El conocimiento que se tiene de las causas es pobre e insatisfactorio. Se sabe que es de carácter autoinmune, y que en su desarrollo están involucrados varios factores de crecimiento y linfotoxinas que llevan a que unas células denominadas fibroblastos, produzcan en exceso unas sustancias llamadas glucosaminoglicanos, que se acumulan en los músculos adyacentes al ojo y en la grasa que hay detrás del ojo; los glucosaminoglicanos tienen gran capacidad para retener agua, produciendo la edematización o aumento del tamaño de esos músculos oculares y del tejido que hay dentro de la órbita. Como la órbita es ósea, no puede expandirse, por lo que no tiene capacidad para albergar las estructuras oculares aumentadas de tamaño, condicionando subsecuentemente que el ojo salga hacia fuera, lo que se denomina proptosis del globo ocular; esto comporta exposición de la córnea a agentes externos que la irritan, y dificultad en el retorno venoso, lo que lleva a una congestión, es decir a que el ojo se enrojezca.
- Comprobando si hay o no afectación corneal, queratitis.
- Realizando una Tomografía Axial Computerizada (TAC o Scanner) o Resonancia Magnética de la órbita, para conocer qué grado hay de aumento de los músculos extraoculares y de la grasa retroorbitaria.
- Valorando si hay o no afectación del nervio óptico, pues aunque ocurre en menos del cinco por ciento de pacientes con esta enfermedad, es potencialmente muy grave, ya que puede llevar a una disminución importante de la visión o a su pérdida. Dependiendo del grado de afectación, es prudente estudiar la agudeza visual, los campos visuales y la visión en color.
1.Medidas generales.
Instilación varias veces al día de lágrimas artificiales.
Utilización de gafas de sol, siempre que se salga a la calle.
Dormir con la cabecera de la cama elevada unos diez o quince centímetros, para tratar de evitar la acumulación de más líquidos en los ojos.
2.Tratamiento médico:
PRIMERA OPCIÓN: CORTICOIDES.
Se utilizan por su acción antiinflamatoria e inmunomoduladora. Se inicia el tratamiento con una dosis relativamente alta, que se va reduciendo poco a poco semanalmente. Deben administrarse con fármacos de protección gástrica y con Calcio oral.
La respuesta inicial suele ser buena, pero aproximadamente el cincuenta por ciento de los pacientes, vuelven a padecer los mismos síntomas al dejar de tomar esta medicación.
SEGUNDA OPCIÓN: INMUNOSUPRESORES haciendo controles médicos mensuales, por los efectos secundarios que pueden tener.
TERCERA OPCIÓN: CORTICOIDES JUNTO CON INMUNOSUPRESORES durante tres o cuatro meses.
CUARTA OPCIÓN: OCTRÉOTIDO, un análogo de Somatostatina que ha comenzado a usarse recientemente con resultados esperanzadores; bloquea la acción de los factores de crecimiento que llevan a la producción de glucosaminoglicanos, las sustancias que al depositarse en estructuras orbitarias, contribuyen a su aumento de tamaño.
3.Tratamiento con Radioterapia:
Tiene efecto antiinflamatorio. Se lleva a cabo cuando los tratamientos médicos no han sido suficientemente eficaces.

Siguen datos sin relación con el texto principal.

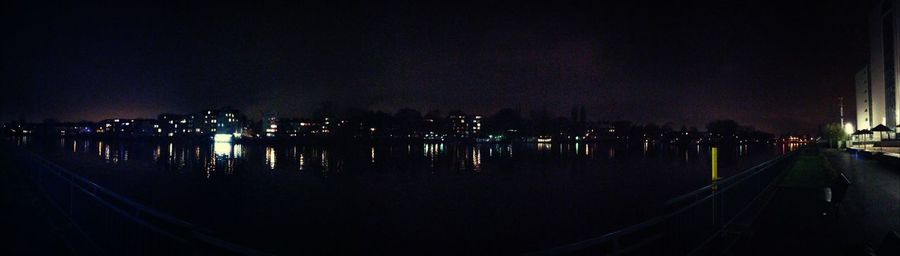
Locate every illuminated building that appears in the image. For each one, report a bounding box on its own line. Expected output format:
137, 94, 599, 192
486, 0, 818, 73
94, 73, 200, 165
196, 109, 219, 134
856, 0, 900, 129
856, 66, 872, 130
156, 114, 185, 137
216, 108, 244, 138
260, 113, 279, 138
448, 114, 481, 138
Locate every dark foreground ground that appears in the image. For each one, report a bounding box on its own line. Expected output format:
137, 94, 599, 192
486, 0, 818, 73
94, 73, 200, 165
725, 149, 900, 255
0, 154, 72, 255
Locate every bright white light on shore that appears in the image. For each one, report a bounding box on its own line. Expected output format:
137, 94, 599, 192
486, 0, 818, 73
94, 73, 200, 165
844, 123, 855, 135
213, 134, 232, 142
213, 142, 231, 157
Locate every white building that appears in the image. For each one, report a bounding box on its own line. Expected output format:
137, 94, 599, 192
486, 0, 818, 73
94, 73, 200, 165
856, 66, 872, 130
857, 0, 900, 129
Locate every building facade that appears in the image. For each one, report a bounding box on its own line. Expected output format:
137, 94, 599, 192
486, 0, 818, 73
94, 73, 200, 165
447, 114, 481, 138
856, 66, 872, 130
857, 0, 900, 129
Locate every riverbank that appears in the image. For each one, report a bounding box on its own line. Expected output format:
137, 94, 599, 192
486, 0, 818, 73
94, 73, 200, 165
0, 148, 73, 255
724, 145, 900, 255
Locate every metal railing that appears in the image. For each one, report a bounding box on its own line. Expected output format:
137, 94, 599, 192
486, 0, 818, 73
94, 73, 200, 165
4, 145, 267, 255
529, 148, 802, 255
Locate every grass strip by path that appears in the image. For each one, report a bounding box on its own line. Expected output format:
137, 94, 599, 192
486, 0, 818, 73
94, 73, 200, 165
778, 150, 838, 188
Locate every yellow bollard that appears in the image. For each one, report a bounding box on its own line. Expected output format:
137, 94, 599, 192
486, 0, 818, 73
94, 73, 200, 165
710, 147, 719, 181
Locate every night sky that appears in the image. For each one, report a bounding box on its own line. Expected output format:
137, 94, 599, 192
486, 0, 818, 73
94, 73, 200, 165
0, 0, 869, 133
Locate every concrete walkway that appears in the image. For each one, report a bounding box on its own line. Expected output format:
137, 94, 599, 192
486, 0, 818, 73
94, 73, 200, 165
0, 151, 73, 255
725, 149, 900, 255
826, 150, 900, 248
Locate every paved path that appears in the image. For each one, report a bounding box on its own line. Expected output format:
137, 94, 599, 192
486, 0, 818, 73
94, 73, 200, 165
729, 147, 900, 255
0, 151, 72, 255
826, 150, 900, 245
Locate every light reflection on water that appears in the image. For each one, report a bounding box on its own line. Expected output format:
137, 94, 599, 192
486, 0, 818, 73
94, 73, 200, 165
5, 138, 800, 181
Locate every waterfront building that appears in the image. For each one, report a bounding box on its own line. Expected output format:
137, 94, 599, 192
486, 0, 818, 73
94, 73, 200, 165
447, 114, 482, 138
856, 0, 900, 129
216, 108, 245, 138
856, 66, 872, 130
97, 118, 134, 136
260, 112, 279, 138
156, 113, 185, 137
197, 109, 219, 134
131, 119, 159, 137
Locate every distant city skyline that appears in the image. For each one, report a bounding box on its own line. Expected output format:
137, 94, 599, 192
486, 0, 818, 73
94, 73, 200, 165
0, 1, 871, 133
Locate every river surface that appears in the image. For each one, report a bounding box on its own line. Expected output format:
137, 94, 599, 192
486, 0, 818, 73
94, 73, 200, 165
10, 138, 792, 255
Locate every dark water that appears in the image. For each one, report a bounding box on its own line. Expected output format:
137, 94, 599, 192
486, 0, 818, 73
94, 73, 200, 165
7, 138, 790, 254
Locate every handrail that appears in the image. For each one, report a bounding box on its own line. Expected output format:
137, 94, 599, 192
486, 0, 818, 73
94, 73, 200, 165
526, 149, 800, 255
7, 145, 269, 255
663, 151, 796, 205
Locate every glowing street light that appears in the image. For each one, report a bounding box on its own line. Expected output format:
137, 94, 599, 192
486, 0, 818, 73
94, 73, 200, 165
844, 123, 856, 135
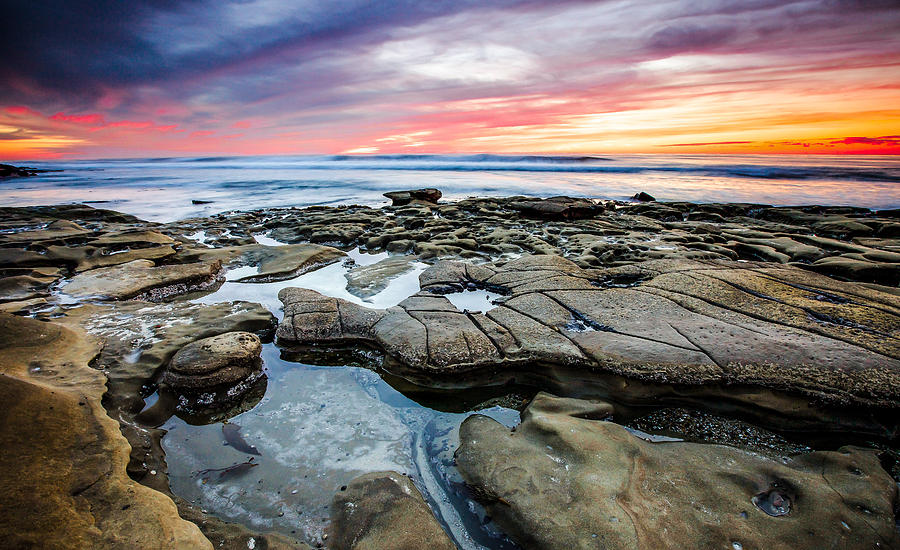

Interesa hacerla con los nuevos Aceleradores para minimizar la radiación sobre estructuras cercanas, como puede ser el cristalino o la hipófisis.
4.Tratamiento quirúrgico:
Es necesario cuando existe un grave compromiso de la agudeza visual por afectación del nervio óptico. Puede ser precisa:
Una descompresión de la órbita, para ampliar su capacidad.
Y cirugía de los músculos retrooculares, unos tres meses después de la anterior intervención, si hay visión doble.